All the armor pieces to this point have been for the defense of the body. The last part of the armor mentioned in this passage is not defensive, but offensive. Roman soldiers carried several weapons (sword, dagger and two pila or javelins). Soldiers normally threw the javelins from a distance. The sword and dagger were used for hand-to-hand combat. God grants only one offensive weapon to the Christian soldier. That weapon is the sword; the Roman soldier used it to cut and thrust his enemy. Paul tells the Christian his only offensive weapon is the sword – God’s Word. Hebrews 4:12 describes the Sword of the Word as “quick and powerful” with the ability to divide “asunder of soul and spirit, and of the joints and marrow.” The soldier’s sword could also be used to block a blow from an enemy, making this weapon both offensive and defensive. Second Timothy 3:16-17 tell us exactly what God’s Word is useful for; it is everything we need to teach others how to obey and worship God, how to correct ourselves and others, and how to encourage each other. God’s Word can be used to defend against Satan and attack him (Matthew 4:4, 7, 10). Notice God assigned the Christian soldier a weapon used for close combat, not one used at a distance. For our battles, we need to keep the Sword of the Word close to us; we can’t use it unless we practice with it (2 Timothy 2:15). One other item to note about the armor is that very little of it covered the back of the soldier! A successful soldier never turns his back on the battle.
“Praying always with all prayer and supplication in the Spirit, and watching thereunto with all perseverance and supplication for all saints” (18). The successful Christian soldier, like Paul, will fortify his armor with consistent, persistent prayer for himself and other Christians.

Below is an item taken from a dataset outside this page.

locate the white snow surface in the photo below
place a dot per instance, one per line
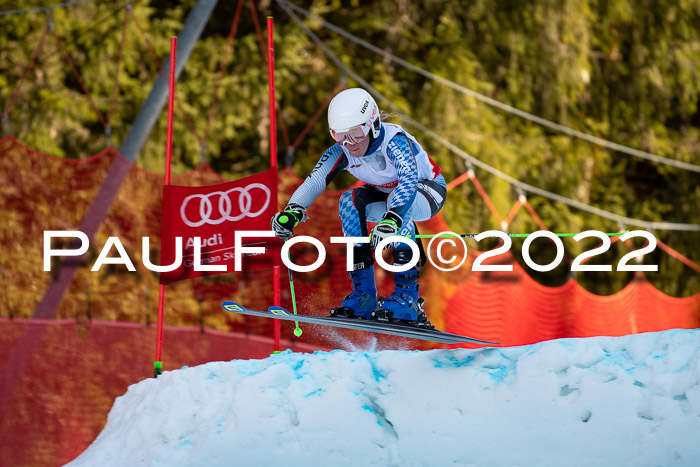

“And for me, that utterance may be given unto me, that I may open my mouth boldly, to make known the mystery of the gospel” (19). Paul asked the Ephesian Christians to pray that he would be bold in proclaiming the Gospel to the lost.
“For which I am an ambassador in bonds: that therein I may speak boldly, as I ought to speak” (20). Paul wrote this letter to the Christians at Ephesus while he was a prisoner of the Roman government. He was an ambassador for Christ, but sat chained to a guard. Even as a Roman prisoner, Paul (under house arrest) willingly proclaimed the Gospel message every opportunity he had (Acts 28:30-31; Philippians 1:12-13, 4:22).